Again, whether you use actual quant.* dialect types or domain-specific ones, the pattern is

  • Make quantization explicit in types and ops.
  • Enable fusion and vectorization passes to recognize and optimize quantized patterns.
  • Only dequantize when absolutely necessary.

6. Where to put the “q”: design considerations

Zooming out, a plausible high-level storyline for an MLIR-based quantization pipeline could be:

  1. Model Import: Load a floating-point model (e.g., from ONNX, TensorFlow).
  2. Quantization Pass: Analyze the model, decide which tensors/ops to quantize, attach parameters to types, insert quantize/dequantize ops.
  3. Quantized Optimization Passes: Fuse quantized ops, fold unnecessary conversions, vectorize quantized computations.
  4. Structured Lowering: Lower linalg and other high-level ops to quantized kernels, respecting quantization semantics.
  5. Backend Lowering:Final mapping to LLVM or target-specific codegen, leveraging quantized instructions.

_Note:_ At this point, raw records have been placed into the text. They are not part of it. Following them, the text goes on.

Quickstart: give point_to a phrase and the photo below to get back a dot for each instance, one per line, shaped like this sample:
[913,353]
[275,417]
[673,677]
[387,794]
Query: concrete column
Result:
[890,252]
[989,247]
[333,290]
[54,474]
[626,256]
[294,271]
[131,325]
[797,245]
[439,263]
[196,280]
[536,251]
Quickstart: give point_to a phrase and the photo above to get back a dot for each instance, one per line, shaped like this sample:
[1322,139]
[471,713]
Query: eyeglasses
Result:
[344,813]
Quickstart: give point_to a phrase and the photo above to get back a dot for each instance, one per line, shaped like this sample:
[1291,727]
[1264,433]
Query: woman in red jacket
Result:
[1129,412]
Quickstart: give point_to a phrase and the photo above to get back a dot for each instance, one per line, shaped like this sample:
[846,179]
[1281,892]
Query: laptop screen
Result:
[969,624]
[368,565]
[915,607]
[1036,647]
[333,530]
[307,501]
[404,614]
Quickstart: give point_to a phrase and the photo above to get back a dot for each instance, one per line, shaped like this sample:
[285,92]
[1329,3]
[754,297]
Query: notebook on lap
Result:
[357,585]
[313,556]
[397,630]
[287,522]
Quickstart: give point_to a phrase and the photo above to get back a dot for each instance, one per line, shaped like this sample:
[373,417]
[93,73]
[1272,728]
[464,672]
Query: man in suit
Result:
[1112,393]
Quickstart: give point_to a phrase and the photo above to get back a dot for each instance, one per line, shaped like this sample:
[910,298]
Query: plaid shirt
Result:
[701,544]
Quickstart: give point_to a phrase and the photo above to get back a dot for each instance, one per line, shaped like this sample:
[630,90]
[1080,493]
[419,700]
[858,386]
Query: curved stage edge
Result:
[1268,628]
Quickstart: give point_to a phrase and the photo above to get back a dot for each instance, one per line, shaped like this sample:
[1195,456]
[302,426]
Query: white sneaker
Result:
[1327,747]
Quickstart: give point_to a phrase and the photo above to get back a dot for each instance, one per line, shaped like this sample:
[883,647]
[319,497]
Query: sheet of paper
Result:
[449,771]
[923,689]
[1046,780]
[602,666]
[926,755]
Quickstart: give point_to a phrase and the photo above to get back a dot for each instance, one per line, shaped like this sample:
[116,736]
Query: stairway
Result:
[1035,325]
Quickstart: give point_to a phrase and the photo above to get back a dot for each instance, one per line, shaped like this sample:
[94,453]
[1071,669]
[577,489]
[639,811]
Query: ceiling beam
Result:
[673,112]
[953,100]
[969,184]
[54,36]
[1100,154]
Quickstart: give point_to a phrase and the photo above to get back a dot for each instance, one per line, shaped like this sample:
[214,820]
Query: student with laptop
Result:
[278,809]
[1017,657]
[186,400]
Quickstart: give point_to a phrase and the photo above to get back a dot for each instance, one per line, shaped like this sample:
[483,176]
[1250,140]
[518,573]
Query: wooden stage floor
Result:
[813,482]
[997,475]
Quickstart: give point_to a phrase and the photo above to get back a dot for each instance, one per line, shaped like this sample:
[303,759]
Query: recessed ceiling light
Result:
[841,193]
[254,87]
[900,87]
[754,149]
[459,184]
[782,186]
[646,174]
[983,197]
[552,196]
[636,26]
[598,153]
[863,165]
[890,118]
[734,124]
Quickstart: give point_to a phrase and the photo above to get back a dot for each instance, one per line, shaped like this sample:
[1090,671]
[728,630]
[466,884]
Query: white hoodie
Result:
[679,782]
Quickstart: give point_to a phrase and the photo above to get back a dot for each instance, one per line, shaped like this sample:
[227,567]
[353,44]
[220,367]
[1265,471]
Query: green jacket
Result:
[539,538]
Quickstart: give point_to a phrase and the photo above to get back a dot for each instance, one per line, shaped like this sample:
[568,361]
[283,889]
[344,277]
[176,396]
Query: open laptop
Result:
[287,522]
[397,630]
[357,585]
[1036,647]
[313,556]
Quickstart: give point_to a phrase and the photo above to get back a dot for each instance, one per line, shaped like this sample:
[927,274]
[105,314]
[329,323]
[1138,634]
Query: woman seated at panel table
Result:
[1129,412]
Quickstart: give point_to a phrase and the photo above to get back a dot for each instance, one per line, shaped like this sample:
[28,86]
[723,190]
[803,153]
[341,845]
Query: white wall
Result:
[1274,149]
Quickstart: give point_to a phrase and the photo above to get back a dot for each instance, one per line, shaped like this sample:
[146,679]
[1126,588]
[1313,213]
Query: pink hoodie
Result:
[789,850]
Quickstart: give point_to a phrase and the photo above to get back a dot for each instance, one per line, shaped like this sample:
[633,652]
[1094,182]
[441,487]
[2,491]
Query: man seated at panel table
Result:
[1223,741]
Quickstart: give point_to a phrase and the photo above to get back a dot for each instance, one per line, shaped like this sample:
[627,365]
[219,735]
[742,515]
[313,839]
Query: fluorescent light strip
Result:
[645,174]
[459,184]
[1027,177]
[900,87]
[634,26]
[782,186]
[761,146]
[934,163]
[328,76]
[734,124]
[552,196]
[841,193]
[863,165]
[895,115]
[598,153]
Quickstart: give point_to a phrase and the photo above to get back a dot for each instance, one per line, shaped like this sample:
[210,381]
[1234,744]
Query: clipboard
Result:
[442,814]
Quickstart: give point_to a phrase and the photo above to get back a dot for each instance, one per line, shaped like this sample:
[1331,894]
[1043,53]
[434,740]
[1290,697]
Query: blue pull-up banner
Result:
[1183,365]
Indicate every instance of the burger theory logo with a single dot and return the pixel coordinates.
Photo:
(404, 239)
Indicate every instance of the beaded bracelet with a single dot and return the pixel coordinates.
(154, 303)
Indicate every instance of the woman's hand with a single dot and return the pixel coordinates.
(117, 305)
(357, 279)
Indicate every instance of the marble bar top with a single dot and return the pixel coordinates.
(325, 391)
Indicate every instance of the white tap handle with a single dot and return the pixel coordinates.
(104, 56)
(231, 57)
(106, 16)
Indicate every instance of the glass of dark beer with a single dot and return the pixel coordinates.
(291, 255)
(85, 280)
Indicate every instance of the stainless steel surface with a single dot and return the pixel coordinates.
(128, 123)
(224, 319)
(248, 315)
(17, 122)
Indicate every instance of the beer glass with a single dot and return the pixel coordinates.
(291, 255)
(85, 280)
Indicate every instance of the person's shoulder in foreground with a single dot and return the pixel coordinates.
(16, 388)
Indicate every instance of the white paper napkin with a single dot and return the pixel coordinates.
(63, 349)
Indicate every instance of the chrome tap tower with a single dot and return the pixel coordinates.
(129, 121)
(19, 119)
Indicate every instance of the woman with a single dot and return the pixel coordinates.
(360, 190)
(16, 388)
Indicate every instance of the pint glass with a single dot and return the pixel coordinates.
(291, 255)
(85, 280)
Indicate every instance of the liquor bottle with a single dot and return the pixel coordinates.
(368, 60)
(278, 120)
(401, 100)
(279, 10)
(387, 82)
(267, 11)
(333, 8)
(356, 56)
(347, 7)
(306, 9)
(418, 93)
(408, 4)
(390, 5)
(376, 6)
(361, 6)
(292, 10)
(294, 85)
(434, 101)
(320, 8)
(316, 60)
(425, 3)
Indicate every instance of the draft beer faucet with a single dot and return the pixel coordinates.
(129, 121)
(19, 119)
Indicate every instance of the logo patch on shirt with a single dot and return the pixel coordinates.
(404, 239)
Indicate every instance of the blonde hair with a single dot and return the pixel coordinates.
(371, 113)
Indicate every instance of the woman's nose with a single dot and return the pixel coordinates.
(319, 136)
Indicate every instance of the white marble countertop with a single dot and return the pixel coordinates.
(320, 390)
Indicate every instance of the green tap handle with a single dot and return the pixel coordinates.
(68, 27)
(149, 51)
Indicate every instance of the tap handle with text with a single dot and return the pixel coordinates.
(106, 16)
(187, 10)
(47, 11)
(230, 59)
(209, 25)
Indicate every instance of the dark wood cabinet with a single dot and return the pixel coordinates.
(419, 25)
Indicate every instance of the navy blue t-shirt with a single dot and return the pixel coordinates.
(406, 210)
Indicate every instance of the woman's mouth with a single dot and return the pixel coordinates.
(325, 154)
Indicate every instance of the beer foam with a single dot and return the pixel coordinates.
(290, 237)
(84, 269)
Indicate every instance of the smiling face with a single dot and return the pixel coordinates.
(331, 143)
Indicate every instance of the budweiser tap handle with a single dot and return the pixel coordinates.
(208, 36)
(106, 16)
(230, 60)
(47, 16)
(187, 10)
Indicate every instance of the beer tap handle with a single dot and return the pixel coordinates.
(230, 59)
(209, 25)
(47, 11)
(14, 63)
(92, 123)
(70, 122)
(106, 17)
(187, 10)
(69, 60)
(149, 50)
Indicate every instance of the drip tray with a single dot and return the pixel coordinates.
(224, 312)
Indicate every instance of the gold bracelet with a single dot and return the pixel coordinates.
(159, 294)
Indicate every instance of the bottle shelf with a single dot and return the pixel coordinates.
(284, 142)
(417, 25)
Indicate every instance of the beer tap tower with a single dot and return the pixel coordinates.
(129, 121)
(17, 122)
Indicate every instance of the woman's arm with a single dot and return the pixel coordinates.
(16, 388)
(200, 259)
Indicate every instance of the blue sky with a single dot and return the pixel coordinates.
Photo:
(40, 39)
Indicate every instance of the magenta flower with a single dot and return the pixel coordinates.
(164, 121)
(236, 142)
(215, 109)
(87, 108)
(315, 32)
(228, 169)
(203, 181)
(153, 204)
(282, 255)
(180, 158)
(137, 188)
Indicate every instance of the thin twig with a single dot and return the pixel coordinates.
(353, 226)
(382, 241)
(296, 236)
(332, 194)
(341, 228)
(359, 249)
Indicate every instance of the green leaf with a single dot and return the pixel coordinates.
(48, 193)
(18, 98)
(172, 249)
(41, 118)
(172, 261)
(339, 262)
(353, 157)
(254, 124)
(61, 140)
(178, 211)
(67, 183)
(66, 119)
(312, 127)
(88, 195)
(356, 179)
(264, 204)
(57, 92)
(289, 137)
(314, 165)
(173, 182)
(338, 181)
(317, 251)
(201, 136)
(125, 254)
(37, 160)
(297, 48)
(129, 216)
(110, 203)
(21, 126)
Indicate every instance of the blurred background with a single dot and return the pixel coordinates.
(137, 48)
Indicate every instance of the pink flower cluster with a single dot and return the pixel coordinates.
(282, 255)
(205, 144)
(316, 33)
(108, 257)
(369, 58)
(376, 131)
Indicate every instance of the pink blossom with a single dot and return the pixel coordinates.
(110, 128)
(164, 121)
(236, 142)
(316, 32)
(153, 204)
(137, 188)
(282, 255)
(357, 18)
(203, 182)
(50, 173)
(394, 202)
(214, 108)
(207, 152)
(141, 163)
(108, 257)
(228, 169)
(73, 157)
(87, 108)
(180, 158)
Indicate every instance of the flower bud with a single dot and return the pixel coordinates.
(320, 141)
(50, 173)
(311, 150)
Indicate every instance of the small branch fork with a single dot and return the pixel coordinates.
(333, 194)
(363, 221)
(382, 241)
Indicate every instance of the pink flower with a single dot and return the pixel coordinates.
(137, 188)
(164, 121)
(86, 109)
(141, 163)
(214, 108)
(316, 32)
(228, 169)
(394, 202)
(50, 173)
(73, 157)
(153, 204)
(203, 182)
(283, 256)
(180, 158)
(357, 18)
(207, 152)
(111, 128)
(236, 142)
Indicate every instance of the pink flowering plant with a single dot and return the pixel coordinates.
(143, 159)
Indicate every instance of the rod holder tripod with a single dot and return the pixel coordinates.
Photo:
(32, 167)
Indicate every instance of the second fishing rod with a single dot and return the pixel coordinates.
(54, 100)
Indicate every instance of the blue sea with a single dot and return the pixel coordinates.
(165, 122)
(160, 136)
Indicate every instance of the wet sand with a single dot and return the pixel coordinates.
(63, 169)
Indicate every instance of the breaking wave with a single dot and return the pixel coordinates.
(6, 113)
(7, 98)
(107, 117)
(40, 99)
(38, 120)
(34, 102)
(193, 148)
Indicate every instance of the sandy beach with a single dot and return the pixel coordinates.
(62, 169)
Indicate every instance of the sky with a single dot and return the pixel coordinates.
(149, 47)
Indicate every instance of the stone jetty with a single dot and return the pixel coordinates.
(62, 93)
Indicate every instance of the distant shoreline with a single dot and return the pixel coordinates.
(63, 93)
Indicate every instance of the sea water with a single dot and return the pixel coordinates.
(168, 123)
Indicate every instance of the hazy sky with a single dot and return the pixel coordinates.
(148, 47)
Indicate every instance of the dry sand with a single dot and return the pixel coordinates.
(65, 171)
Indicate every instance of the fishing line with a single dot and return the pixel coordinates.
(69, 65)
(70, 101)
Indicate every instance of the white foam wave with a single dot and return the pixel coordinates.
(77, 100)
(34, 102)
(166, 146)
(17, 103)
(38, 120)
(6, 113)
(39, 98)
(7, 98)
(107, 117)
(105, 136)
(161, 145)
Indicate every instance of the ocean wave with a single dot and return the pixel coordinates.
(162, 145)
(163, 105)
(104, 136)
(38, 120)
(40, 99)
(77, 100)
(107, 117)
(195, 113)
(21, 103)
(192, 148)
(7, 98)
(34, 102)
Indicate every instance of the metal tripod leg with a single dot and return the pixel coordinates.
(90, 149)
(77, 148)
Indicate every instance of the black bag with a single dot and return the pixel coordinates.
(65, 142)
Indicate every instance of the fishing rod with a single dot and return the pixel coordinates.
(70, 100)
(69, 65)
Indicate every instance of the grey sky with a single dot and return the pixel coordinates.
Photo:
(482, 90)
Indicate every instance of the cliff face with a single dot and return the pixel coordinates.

7. Design questions to ponder

None of this is set in stone, quantization is a moving target with many open questions:

  • How much should the type system know?
  • Do you always carry scales and zero points in types, or if that is too heavyweight, can you use attributes or side tables?
  • Static vs Dynamic Quantization Parameters
  • Some schemes use fixed scales/zero points, others compute them on-the-fly (e.g., per-batch). How to represent this in types/ops?
  • Interplay with mixed precision
  • Where do fp16/bfloat16 mixed precision and quantization interact?
  • Verification and correctness How to ensure that quantized computations respect numerical properties (e.g., range, overflow)?

These are exciting questions for compiler and MLIR designers to explore.